Logo após a tragédia, o juiz do Tribunal de Justiça de Minas Gerais, Renan Chaves Carreira Machado, a pedido da Advocacia Geral do Estado (AGE), determinou que fosse congelado um bilião de reais (mais de 232,3 milhões de euros) das contas da empresa Vale. O valor foi disponibilizado na conta judicial e tem por objetivo dar um apoio “imediato e efetivo amparo às vítimas e redução das consequências (…) e na redução do prejuízo ambiental“. A mesma decisão obrigava a empresa a apresentar num prazo de 48 horas “um relatório sobre as ações de amparo às vítimas” e ainda que “adote medidas para evitar a contaminação de nascentes hidrográficas, faça um planeamento de recomposição da área afetada e elabore, de imediato, um plano de controle contra a proliferação de pragas e vetores de doenças diversas“.
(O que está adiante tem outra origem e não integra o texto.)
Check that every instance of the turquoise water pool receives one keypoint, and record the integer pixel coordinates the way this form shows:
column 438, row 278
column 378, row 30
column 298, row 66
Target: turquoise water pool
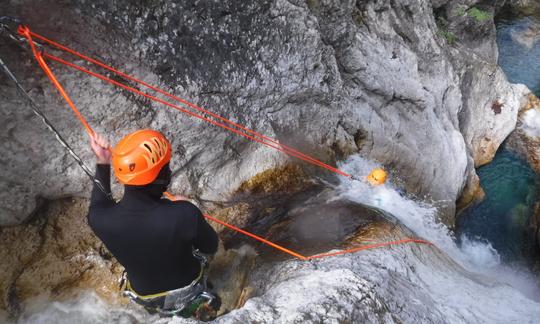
column 518, row 40
column 511, row 186
column 502, row 217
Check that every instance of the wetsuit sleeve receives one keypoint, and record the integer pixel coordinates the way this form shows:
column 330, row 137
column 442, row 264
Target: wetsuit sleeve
column 206, row 238
column 99, row 198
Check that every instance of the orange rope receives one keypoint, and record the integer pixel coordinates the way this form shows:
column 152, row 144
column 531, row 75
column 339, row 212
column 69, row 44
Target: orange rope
column 25, row 31
column 367, row 247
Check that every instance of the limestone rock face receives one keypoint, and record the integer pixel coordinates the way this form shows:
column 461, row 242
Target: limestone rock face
column 331, row 78
column 56, row 256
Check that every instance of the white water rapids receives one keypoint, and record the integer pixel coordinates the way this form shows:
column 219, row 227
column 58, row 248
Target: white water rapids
column 400, row 284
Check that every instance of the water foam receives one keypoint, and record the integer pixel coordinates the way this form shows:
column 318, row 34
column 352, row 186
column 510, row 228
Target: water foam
column 473, row 254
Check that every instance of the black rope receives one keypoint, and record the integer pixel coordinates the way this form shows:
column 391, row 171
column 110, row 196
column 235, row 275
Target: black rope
column 57, row 135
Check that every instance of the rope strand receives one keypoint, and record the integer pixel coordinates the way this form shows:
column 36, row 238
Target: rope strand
column 223, row 123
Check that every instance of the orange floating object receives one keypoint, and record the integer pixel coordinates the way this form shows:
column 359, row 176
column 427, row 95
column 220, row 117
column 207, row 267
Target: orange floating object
column 377, row 177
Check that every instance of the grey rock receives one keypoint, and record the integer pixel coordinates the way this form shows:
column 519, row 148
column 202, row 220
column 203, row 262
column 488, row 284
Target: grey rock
column 331, row 78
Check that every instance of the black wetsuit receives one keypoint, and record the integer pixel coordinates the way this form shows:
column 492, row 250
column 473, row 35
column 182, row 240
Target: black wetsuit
column 151, row 237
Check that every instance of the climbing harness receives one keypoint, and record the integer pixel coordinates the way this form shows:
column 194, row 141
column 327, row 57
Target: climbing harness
column 186, row 301
column 202, row 114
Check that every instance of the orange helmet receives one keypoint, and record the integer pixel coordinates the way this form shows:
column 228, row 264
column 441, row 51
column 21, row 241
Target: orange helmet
column 139, row 156
column 377, row 177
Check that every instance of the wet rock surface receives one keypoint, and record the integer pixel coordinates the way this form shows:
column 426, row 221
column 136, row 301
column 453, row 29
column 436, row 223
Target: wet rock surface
column 330, row 78
column 383, row 79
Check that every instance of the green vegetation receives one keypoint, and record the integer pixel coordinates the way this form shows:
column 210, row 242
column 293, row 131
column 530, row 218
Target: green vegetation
column 479, row 15
column 450, row 37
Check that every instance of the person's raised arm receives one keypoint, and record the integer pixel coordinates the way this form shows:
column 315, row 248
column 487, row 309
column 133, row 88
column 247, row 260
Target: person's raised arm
column 206, row 239
column 100, row 146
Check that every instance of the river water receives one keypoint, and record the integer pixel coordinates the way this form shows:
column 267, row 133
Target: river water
column 511, row 186
column 445, row 283
column 469, row 282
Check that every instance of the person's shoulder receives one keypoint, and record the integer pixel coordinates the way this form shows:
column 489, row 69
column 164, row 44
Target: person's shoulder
column 184, row 206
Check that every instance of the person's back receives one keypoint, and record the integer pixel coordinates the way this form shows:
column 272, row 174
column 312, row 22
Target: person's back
column 151, row 237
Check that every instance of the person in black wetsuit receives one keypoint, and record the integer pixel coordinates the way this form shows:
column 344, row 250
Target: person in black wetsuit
column 151, row 237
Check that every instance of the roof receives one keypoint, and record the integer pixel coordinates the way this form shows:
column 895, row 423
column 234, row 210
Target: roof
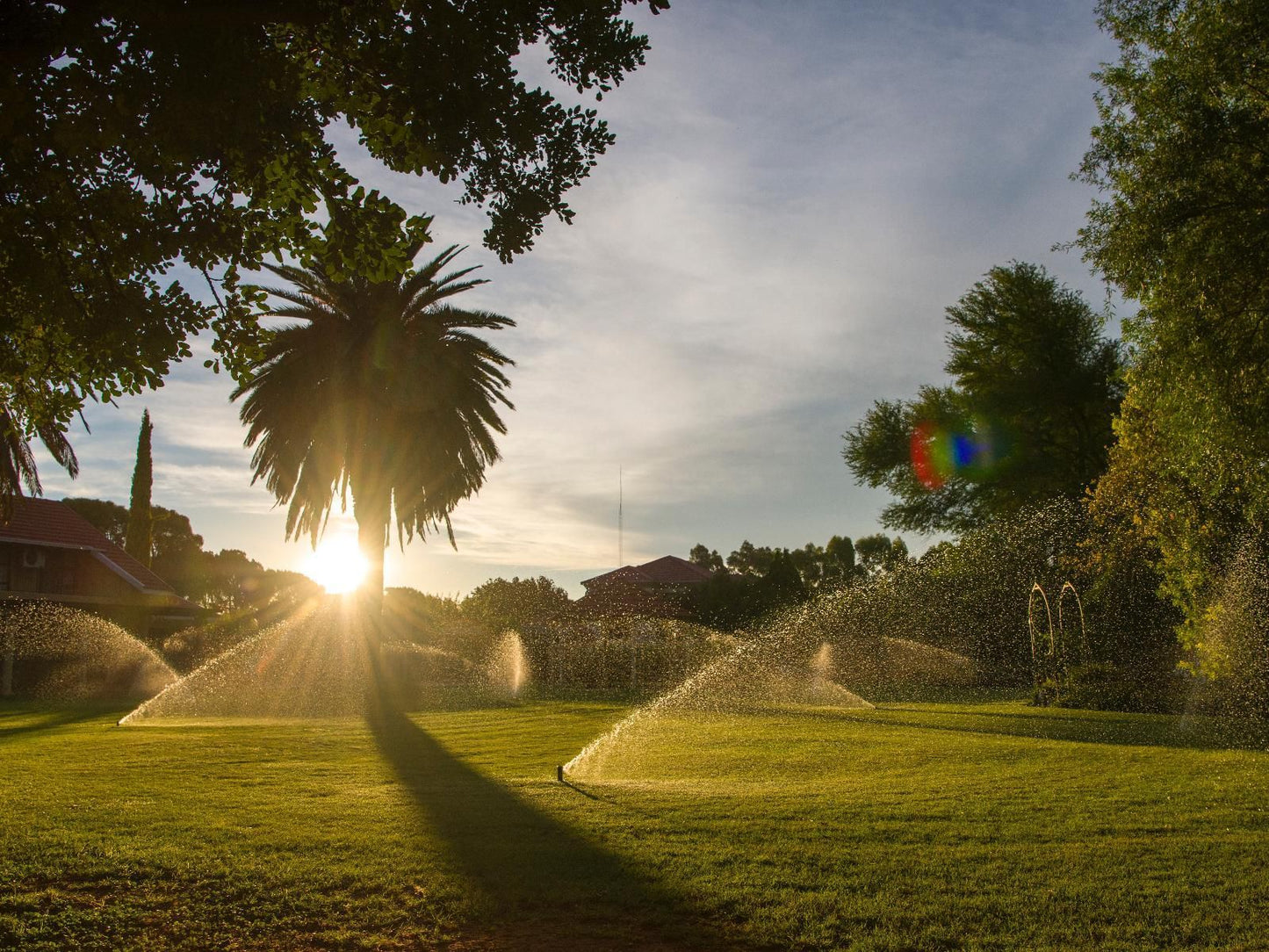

Entretanto, os ambientalistas continuam a culpar as empresas mineiras por estes desastres ambientais e aproveitam para demonstrar ao governo que a questão ambiental deve ser central no Brasil. O antigo Presidente da República, Fernando Henrique Cardoso, diz esperar que “a tragédia de Brumadinho abra os olhos para o Governo” e adverte que “meio ambiente não é zoeira [gritaria] de esquerda: é respeito pela vida das pessoas.”
Que a tragédia de Brumadinho abra os olhos do governo. Meio ambiente não é zoeira de esquerda: é respeito à vida das pessoas e do planeta. O Governo deve regular e fiscalizar com mais energia sem demonizar quem disso se ocupa. Solidariedade às vítimas, mais ação para o futuro.